Time: December 13, 3:00 pm - 5:00 pm

Abstract

Human-centric visual understanding is one of the fundamental problems of computer vision and multimedia understanding. With the development of deep learning and multi-modalities analysis techniques, researchers have strived to push the limits of human-centric visual understanding in a wide variety of applications, such as intelligent surveillance, retailing, fashion design, and services. This tutorial will present recent advances under the umbrella of human-centric visual understanding, ranging from the fundamental problems of gait recognition, monocular real-time 3D human recovery, human action understanding, and motion prediction, human action analysis in surveillance videos, finally to multimedia event analysis and understanding in complex scenarios and industrial applications. We will discuss the key problems, common formulations, existing methodologies, real industrial applications, future directions, etc. The views of our tutorial not only come from the research field but also combine the real-world requirements and experiences in the industrial community. Therefore, this tutorial will inspire audiences from the research and industrial community, and facilitate research in computer vision and multimedia for human behavior analysis and human-centric analysis modeling. We held a tutorial on the same topic for the first time in ACM Multimedia Asia 2019, so we mainly introduce our work from 2019 to 2022 in this tutorial.

Organizers

Kun Liu, JD Logistics, Beijing, China

Kun Liu is currently an algorithm researcher at JD Logistics, Beijing, China. He received a Ph.D. degree in computer science from the Beijing University of Posts and Telecommunications in 2021. His current research interests include multimedia content analysis and computer vision, especially human behavior analysis in surveillance videos. He has authored or co-authored more than 10 papers in journals and conferences. Dr. Liu has won 1st Place in Step Ordering Track of CVPR 2020 YouMakeUp VQA Challenge, 1st Place in General Anomaly Detection Track of ACM MM 2020 CitySCENE Anomaly Detection Challenge, 2nd in Part-level Action Parsing Track of ICCV 2021 DeeperAction Challenge, and 2nd prize in No Interaction Track of SAPIEN Open-Source Manipulation Skill Challenge.

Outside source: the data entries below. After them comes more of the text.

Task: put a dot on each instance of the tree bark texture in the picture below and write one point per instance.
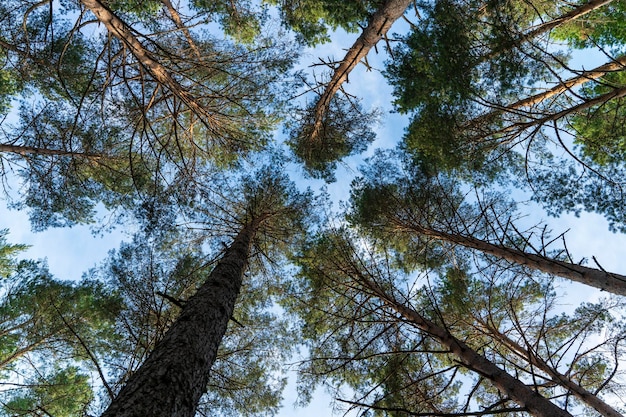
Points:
(515, 389)
(607, 281)
(567, 17)
(31, 150)
(579, 392)
(118, 28)
(515, 128)
(175, 375)
(618, 64)
(378, 26)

Hongsong Wang, Southeast University, Nanjing, China

Hongsong Wang is an Associate Professor with the Department of Computer Science and Engineering, Southeast University, Nanjing, China. He received a Ph.D. degree in Pattern Recognition and Intelligent Systems from the Institute of Automation, University of Chinese Academy of Sciences in 2018. He was a postdoctoral fellow at National University of Singapore in 2019. He was a research associate at Inception Institute of Artificial Intelligence, Abu Dhabi, UAE in 2020. His research interests include action recognition, human motion modeling, object detection, and multi-object tracking.

Xinchen Liu, JD Explore Academy, Beijing, China

Xinchen Liu is a Senior Researcher at JD Explore Academy. His research interests include human-centric computer vision and its application in retail. He received a Ph.D. degree in computer science from Beijing University of Posts and Telecommunications in 2018. He received IEEE TMM 2019 Prize Paper Award, IEEE ICME 2016 Best Student Paper Award, and the Outstanding Doctoral Dissertation Award of CSIG in 2019. Dr. Liu has won 1st Place in AI+Person Re-identification Track of National AI Challenge 2020, 2nd Place in Multi-Person Human Parsing Track of CVPR 2019 Look-into-Person Challenge, and 2nd in Single-Person Human Parsing Track of CVPR 2018 Look-into-Person Challenge. He served as a PC member of ACM MM, AAAI, ICME, etc.

Qian Bao, JD Explore Academy, Beijing, China

Qian Bao is currently an algorithm researcher at JD Explore Academy, Beijing, China. She received a B.E. degree from the Harbin Institute of Technology, Harbin, China, in 2012, and a Ph.D. degree in signal and information processing from the University of Chinese Academy of Sciences, Beijing, China, in 2017. Her current research interests include human behavior analysis and 3D human recovery. She has authored or co-authored more than 30 papers in journals and conferences.

Cheng Zhang, Carnegie Mellon University, Pittsburgh, USA

Cheng Zhang is a Postdoctoral Fellow at the Robotics Institute, Carnegie Mellon University. Prior to that, he obtained a Ph.D. in Computer Science and Engineering (CSE) from The Ohio State University (OSU). His research interests are in machine learning with applications to computer vision and multimodal sensing. His works have been published at ICCV/CVPR/ECCV/BMVC, NeurIPS, EMNLP, INFOCOM, etc. He has also spent time building real-world perception systems at NVIDIA AV, Volvo Cars, FX Palo Alto Laboratory, and Alibaba. He is a recipient of the Graduate Research Award from the OSU CSE department in 2022, and an outstanding reviewer of ICML 2022 and BMVC 2021.

Wu Liu, JD Explore Academy, Beijing, China

Wu Liu is a Senior Researcher at JD Explore Academy, China. His research topic is Multimedia Analysis and Search. He has defined the Progressive Search Paradigm, developed many applications thereof, and participated in building the National Open AI Platform for Intelligent Supply Chain. He has published more than 90 papers and received the IEEE Trans. On Multimedia 2019 Prize Paper Award, IEEE Multimedia 2018 Best Paper Award, IEEE ICME 2016 Best Student Paper Award. He also received the 2021 Tianjin Science and Technology Progress Special Award, ACM China Rising Star Award, and Chinese Academy of Sciences Outstanding Ph.D. Thesis Award, Dean’s Special Award of Chinese Academy of Sciences. He has served as the Technical Program Chair of IEEE ICME 2022 and ACM MM Asia 2021, Associate Editor of IEEE Trans. on Multimedia, Founding Committee Member of ACM Future Computing Academy, and Area Chairs of ACM MM, AAAI, CIKM, ACL.